Bash : Why are spaces important here ?

Shell Programming and Scripting
1

Platform details:
Shell: bash
OS : Oracle Linux 6.4 (Same kernel as RHEL )

test1.sh is a very basic script which will loop until count variable reaches 15.

# cat test1.sh
count=5
while [ $count -le 15 ]
        do
                echo $count
                count=`expr $count + 1`
        done
#


# ./test1.sh
5
6
7
8
9
10
11
12
13
14
15
#
#

test2.sh below is almost same as test1.sh script except that 4 spaces denoted using <SPACE> below are missing and hence it doesn't work.
If you miss any one of these 4 space characters , the script won't work. Why ? I didn't expect this from a modern shell like BASH.

### the below are spaces in test1
count=5
while [<SPACE>$count -le 15<SPACE>]
    do
        echo $count
        count=`expr $count<SPACE>+<SPACE>1`
    done


# cat test2.sh
count=5
while [$count -le 15] # 2 spaces missing in this line
        do
                echo $count
                count=`expr $count+1` # another 2 spaces missing in this line
        done
#
# ./test2.sh
./test2.sh: line 2: [5: command not found
2

Because "[" is considered a command the same way ls is a command, not a special shell syntax. "[5" is a valid filename too -- if you had a file named "[5", it would run it, so if you don't mean "[5", don't tell it "[5" -- remember how shell syntax works, "command space arguments".

If you left spaces out of other commands, like lsfilename you certainly wouldn't expect that to work.

1 Like
3

[ is not any regular parenthesis like in other programming languages. It's equivalent of the test command. And all the keywords that follow [ are arguments passed to the program [ ; including the ] which [ interprets as the "end of arguments".

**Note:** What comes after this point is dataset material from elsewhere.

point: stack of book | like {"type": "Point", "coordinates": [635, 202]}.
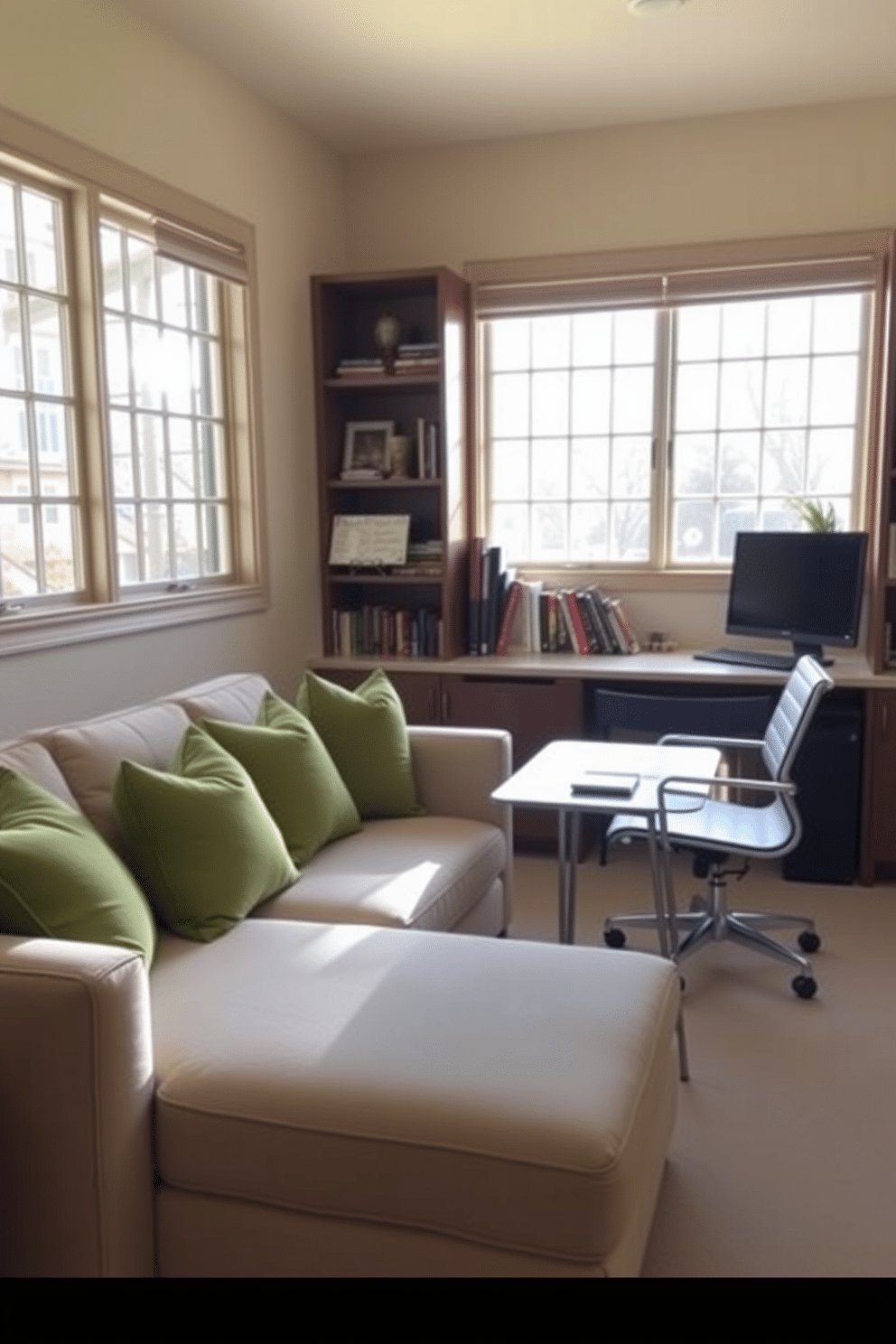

[ program may be found in /usr/bin or /bin

1 Like
4

There is no need to use an external command for integer arithmetic in bash (or any other POSIX shell):

count=$(( count + 1 ))

Or, in bash:

(( ++count ))
1 Like
5

Thank You CFAJohnson

It seems parantheses ( ) doesn't have the issue with spaces as I managed to use $((count+1)) without any issues.
So, [ character being misinterpreted as a command is not applicable for ( )

# cat test5.sh
count=5
while [ $count -le 15 ]
do
                echo $count
                count=$((count+1))
done

# ./test5.sh
5
6
7
8
9
10
11
12
13
14
15
#

BTW ..What is ++ operator as in (( ++count )) called ?

6

It's known as a pre-increment operator. It means, first increment the value in count and then use it.
On the contrary, there's a post-increment operator ((count++)); which means use it first and then increment it.

It will be clear in the following example:

[user@host ~]$ x=1
[user@host ~]$ y=$((++x))
[user@host ~]$ echo $x $y
2 2
[user@host ~]$ x=1
[user@host ~]$ y=$((x++))
[user@host ~]$ echo $x $y
2 1
[user@host ~]$
2 Likes
7

Thank You balajesuri.

8

That's the thing -- it's not being misinterpreted, it is a command.

$ whereis [

[: /usr/bin/[

$ ls -l /usr/bin/[

-rwxr-xr-x 1 root root 39424 Jun  5  2014 /usr/bin/[

$

It's usually a built-in as well, but the command must exist. The shell must treat it as a command.

( ) are not commands.

1 Like
9

Rather than whereis , use type ; It tells you what the shell will actually use:

$ type [
[ is a shell builtin

With the -a option, it gives all the possible commands that could be executed:

$ type -a [
[ is a shell builtin
[ is /usr/bin/[

[ is also a synonym for test .

4 Likes
10

For beginners, just to be VERY aware '[' and 'test' are NOT quite the same although they do a similar thing...
They cannot __cross-pollnate__.

Last login: Tue Jan 20 18:45:37 on ttys000
AMIGA:barrywalker~> var="Bazza..."
AMIGA:barrywalker~> if test "$var" == "Bazza..."; then echo "$var"; fi
Bazza...
AMIGA:barrywalker~> if [ "$var" == "Bazza..."; then echo "$var"; fi
-bash: [: missing `]'
AMIGA:barrywalker~> # Oh dear '[' and 'test' are not quite the same...
AMIGA:barrywalker~> if [ "$var" == "Bazza..." ]; then echo "$var"; fi
Bazza...
AMIGA:barrywalker~> if test "$var" == "Bazza..." ]; then echo "$var"; fi
-bash: test: too many arguments
AMIGA:barrywalker~> # Oh dear 'test' doesn't allow a closing square bracket...
AMIGA:barrywalker~> _
1 Like
11

The only difference is that [ requires a closing ] .

AMIGA:barrywalker~> if test "$var" == "Bazza..."; then echo "$var"; fi

Also note that test/[ uses = not == (though bash and ksh accept it).